Reading via mmap stinks (Re: weird bugs with mmap-ing via NFS)

Thu Mar 23 23:16:34 UTC 2006

:Yes, they both do work fine, but time gives very different stats for each. In 
:my experiments, the total CPU time is noticably less with mmap, but the 
:elapsed time is (much) greater. Here are results from FreeBSD-6.1/amd64 -- 
:notice the large number of page faults, because the system does not try to 
:preload file in the mmap case as it does in the read case:
:
:	time fgrep meowmeowmeow /home/oh.0.dump
:	2.167u 7.739s 1:25.21 11.6%     70+3701k 23663+0io 6pf+0w
:	time fgrep --mmap  meowmeowmeow /home/oh.0.dump
:	1.552u 7.109s 2:46.03 5.2%      18+1031k 156+0io 106327pf+0w
:
:Use a big enough file to bust the memory caching (oh.0.dump above is 2.9Gb), 
:I'm sure, you will have no problems reproducing this result.

    106,000 page faults.  How many pages is a 2.9GB file?  If this is running
    in 64-bit mode those would be 8K pages, right?  So that would come to 
    around 380,000 pages.  About 1:4.  So, clearly the operating system 
    *IS* pre-faulting multiple pages.  

    Since I don't believe that a memory fault would be so inefficient as
    to account for 80 seconds of run time, it seems more likely to me that
    the problem is that the VM system is not issuing read-aheads.  Not
    issuing read-aheads would easily account for the 80 seconds.

    It is possible that the kernel believes the VM system to be too loaded
    to issue read-aheads, as a consequence of your blowing out of the system
    caches.  It is also possible that the read-ahead code is broken in
    FreeBSD.  To determine which of the two is more likely, you have to
    run a smaller data set (like 600MB of data on a system with 1GB of ram),
    and use the unmount/mount trick to clear the cache before each grep test.
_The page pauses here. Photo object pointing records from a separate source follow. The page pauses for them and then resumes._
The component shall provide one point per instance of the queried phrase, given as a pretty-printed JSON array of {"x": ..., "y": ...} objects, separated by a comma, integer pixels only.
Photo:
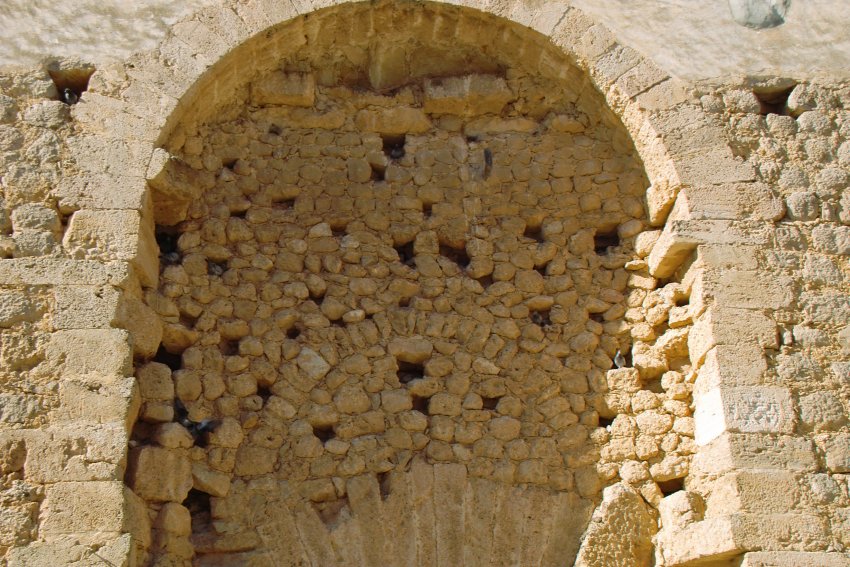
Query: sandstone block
[
  {"x": 681, "y": 509},
  {"x": 101, "y": 352},
  {"x": 505, "y": 428},
  {"x": 619, "y": 532},
  {"x": 414, "y": 350},
  {"x": 294, "y": 89},
  {"x": 394, "y": 121},
  {"x": 212, "y": 482},
  {"x": 16, "y": 306},
  {"x": 721, "y": 326},
  {"x": 114, "y": 235},
  {"x": 174, "y": 518},
  {"x": 155, "y": 382},
  {"x": 732, "y": 451},
  {"x": 769, "y": 492},
  {"x": 832, "y": 239},
  {"x": 795, "y": 559},
  {"x": 158, "y": 474},
  {"x": 822, "y": 411},
  {"x": 312, "y": 364},
  {"x": 85, "y": 507},
  {"x": 836, "y": 446},
  {"x": 743, "y": 409}
]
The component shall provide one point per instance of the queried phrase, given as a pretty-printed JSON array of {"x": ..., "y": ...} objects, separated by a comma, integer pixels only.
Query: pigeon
[
  {"x": 69, "y": 97},
  {"x": 214, "y": 268},
  {"x": 396, "y": 152},
  {"x": 170, "y": 258},
  {"x": 619, "y": 360},
  {"x": 198, "y": 429}
]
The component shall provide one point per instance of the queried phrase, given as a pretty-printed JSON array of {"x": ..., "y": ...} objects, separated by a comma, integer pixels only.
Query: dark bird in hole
[
  {"x": 540, "y": 318},
  {"x": 488, "y": 162},
  {"x": 69, "y": 96},
  {"x": 214, "y": 268},
  {"x": 198, "y": 429},
  {"x": 619, "y": 360},
  {"x": 170, "y": 258}
]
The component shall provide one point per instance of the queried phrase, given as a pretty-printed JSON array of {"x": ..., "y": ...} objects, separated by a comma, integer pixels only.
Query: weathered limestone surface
[{"x": 468, "y": 295}]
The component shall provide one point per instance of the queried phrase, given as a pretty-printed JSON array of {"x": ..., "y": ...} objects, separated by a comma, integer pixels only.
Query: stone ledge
[
  {"x": 51, "y": 271},
  {"x": 795, "y": 559},
  {"x": 715, "y": 539}
]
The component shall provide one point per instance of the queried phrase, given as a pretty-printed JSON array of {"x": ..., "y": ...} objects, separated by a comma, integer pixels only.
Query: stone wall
[{"x": 276, "y": 295}]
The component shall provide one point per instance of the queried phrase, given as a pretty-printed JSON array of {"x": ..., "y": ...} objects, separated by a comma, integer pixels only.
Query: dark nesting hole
[
  {"x": 485, "y": 281},
  {"x": 668, "y": 487},
  {"x": 379, "y": 172},
  {"x": 64, "y": 219},
  {"x": 216, "y": 268},
  {"x": 171, "y": 360},
  {"x": 488, "y": 162},
  {"x": 773, "y": 101},
  {"x": 405, "y": 253},
  {"x": 283, "y": 204},
  {"x": 534, "y": 232},
  {"x": 622, "y": 359},
  {"x": 456, "y": 255},
  {"x": 603, "y": 240},
  {"x": 71, "y": 83},
  {"x": 384, "y": 485},
  {"x": 541, "y": 269},
  {"x": 264, "y": 392},
  {"x": 229, "y": 348},
  {"x": 293, "y": 333},
  {"x": 198, "y": 504},
  {"x": 324, "y": 432},
  {"x": 409, "y": 371},
  {"x": 393, "y": 145},
  {"x": 166, "y": 239},
  {"x": 420, "y": 404},
  {"x": 329, "y": 512},
  {"x": 541, "y": 317}
]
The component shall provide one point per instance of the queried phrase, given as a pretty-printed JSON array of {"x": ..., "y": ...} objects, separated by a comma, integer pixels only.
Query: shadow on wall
[{"x": 759, "y": 14}]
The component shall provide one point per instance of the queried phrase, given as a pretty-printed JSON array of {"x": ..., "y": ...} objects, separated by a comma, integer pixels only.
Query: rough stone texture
[
  {"x": 619, "y": 532},
  {"x": 385, "y": 284}
]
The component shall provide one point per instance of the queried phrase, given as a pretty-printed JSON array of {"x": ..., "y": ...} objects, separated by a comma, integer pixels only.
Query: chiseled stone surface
[{"x": 453, "y": 298}]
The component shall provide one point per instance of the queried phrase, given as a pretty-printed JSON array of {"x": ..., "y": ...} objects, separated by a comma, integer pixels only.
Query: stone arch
[{"x": 200, "y": 63}]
    If the time differential is still huge using the unmount/mount data set
    test as described above, then the VM system's read-ahead code is broken.
    If the time differential is tiny, however, then it's probably nothing
    more then the kernel interpreting your massive 2.9GB mmap as being
    too stressful on the VM system and disabling read-aheads for that
    reason.

    In anycase, this sort of test is not really a good poster child for how
    to use mmap().  Nobody in their right mind uses mmap() on datasets that
    they expect to be uncacheable and which are accessed sequentially.  It's
    just plain silly to use mmap() in that sort of circumstance.  This is
    a trueism on ANY operating system, not just FreeBSD.  The uncached
    data set test (using unmount/mount and a dataset which fits into memory)
    is a far more realistic test because it simulates the most common case
    encountered by a system under load... the accessing of a reasonably sized
    data set which happens to not be in the cache.

						-Matt